Divertissement

La finale de « Drag Race France » rappelle à quel point l’émission est politique (et que rien n’est acquis)

Entre Azemylia, Sublyme, Daisy Superbitch et Lana Cotta, une seule sera la reine. La quatrième saison de Drag Race France connaîtra son épilogue ce jeudi 27 août à 23h25 sur France 2 et france.tv. Comme pour les précédentes éditions, la finale a été enregistrée au Grand Rex à Paris il y a quelques jours, et Le HuffPost y était. Sans rien divulgâcher de cet ultime épisode, on fait le point sur une saison qui n’a pas été épargnée par les polémiques.

Dès la révélation du casting, la production a provoqué en tollé en recourant à l’intelligence artificielle pour créer certains visuels de présentation des participantes. Certains fans du programme ont par ailleurs trouvé les participantes moins fair-play les unes avec les autres que lors des saisons précédentes, tandis que d’autres ont critiqué les éliminations.

Mais comme la finale l’a souligné, Drag Race reste, malgré ses biais et ses défauts, un programme politique par essence. Plateforme de lutte contre les discriminations de visibilité des personnes LGBT, c’est « un refuge qu’il faut protéger », a revendiqué Daphné Burki, jurée principale depuis le lancement de la franchise, au cours de sa toute première intervention sous la voûte du Grand Rex. Une allusion à peine voilée aux attaques de l’extrême droite visant l’émission pendant la commission d’enquête parlementaire sur l’audiovisuel public et alors que la présidentielle de 2027 approche à grand pas.

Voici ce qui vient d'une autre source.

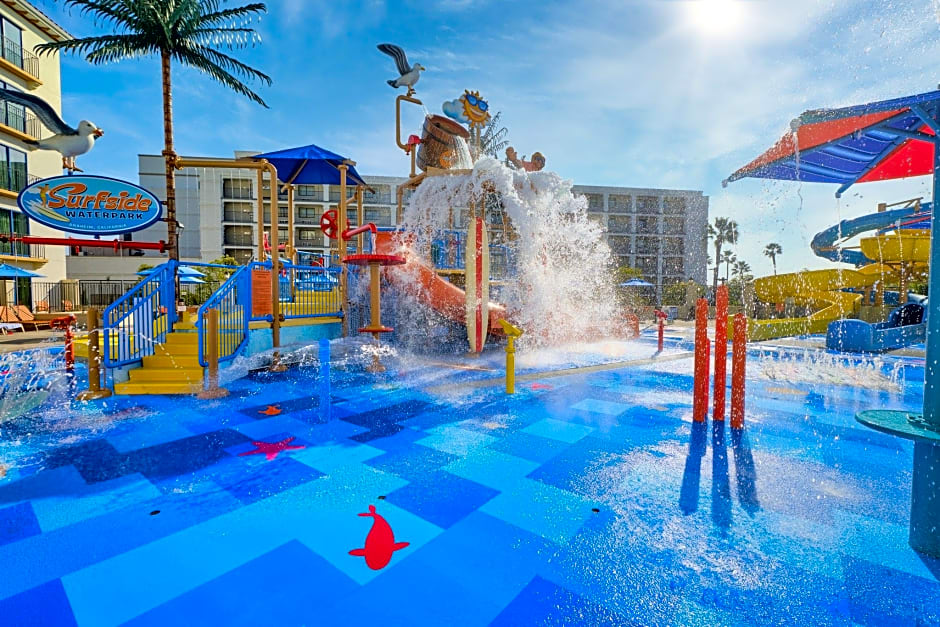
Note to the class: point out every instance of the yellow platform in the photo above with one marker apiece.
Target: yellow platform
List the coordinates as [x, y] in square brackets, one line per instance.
[172, 369]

Sur scène, la présentatrice Nicky Doll a rappelé que Drag Race France est « le seul show queer du service public ». Avant de remercier France télévisions « de nous permettre de partager nos valeurs, nos combats […] avec des millions de téléspectateurs ».

Lutte contre l’exclusion

De quels combats est-il question ? Au cours de cette saison, Drag Race a encore une fois donné à voir combien, en 2026, être une personne LGBT expose toujours à la violence et à l’exclusion. Quelques exemples : pour l’épreuve du makeover – durant laquelle les participantes doivent faire d’inconnus des drag queens – l’émission a accueilli des jeunes passés par Le Refuge, association qui soutient des ados et jeunes en rupture avec leur famille en raison de leur orientation sexuelle ou identité de genre. Des parcours de vie qui ont résonné chez plusieurs d’entre elles, à l’instar d’Azemylia : « Au collège, au lycée, on se moquait de moi parce que j’étais trop efféminé… »

Les larmes ont coulé dans l’atelier lorsque Lana Cotta a évoqué les violences physiques dans le milieu de la pâtisserie où elle a démarré sa vie professionnelle ou lorsque Fluffy Bidule a évoqué le harcèlement scolaire dont elle était victime adolescente, couplé aux agressions récurrentes à la maison.

« J’avais un père extrêmement violent », a-t-elle notamment raconté dans une séquence particulièrement émouvante. Face au public du Grand Rex, la femme trans de 27 ans a confié que ce témoignage à l’antenne avait eu des conséquences positives. « Ça m’a permis d’ouvrir la discussion avec une partie de ma famille et de renouer », a-t-elle confié pudiquement.

Santé mentale

Drag Race France n’a pas non plus éludé les questions de santé mentale alors que les idées suicidaires sont toujours très fréquentes chez les jeunes LGBT, en particulier chez les ados trans, selon un récent baromètre du Refuge. Margarette a ainsi témoigné des troubles du comportement alimentaire qui l’ont amenée à peser seulement 36 kg à l’âge de 13 ans.

Lors de la finale, Daisy Superbitch a évoqué, face à une photo d’enfance, la « tristesse », la « solitude » et la « honte » qui l’ont accompagnée dans son adolescence et sa vie de jeune adulte. « SI je suis encore en vie aujourd’hui, c’est grâce à tout ce que tu as donné et à ton soutien », a-t-elle également déclaré à sa mère présente dans le public, étouffant un sanglot.

Autant de questions pour lesquelles Drag Race France constitue donc une caisse de résonance incomparable. « Jamais autant de monde n’avait regardé Drag Race France » que pour cette quatrième saison, a d’ailleurs assuré Nicky Doll face aux caméras. Une façon de dire que toute remise en cause du programme ne serait que politique.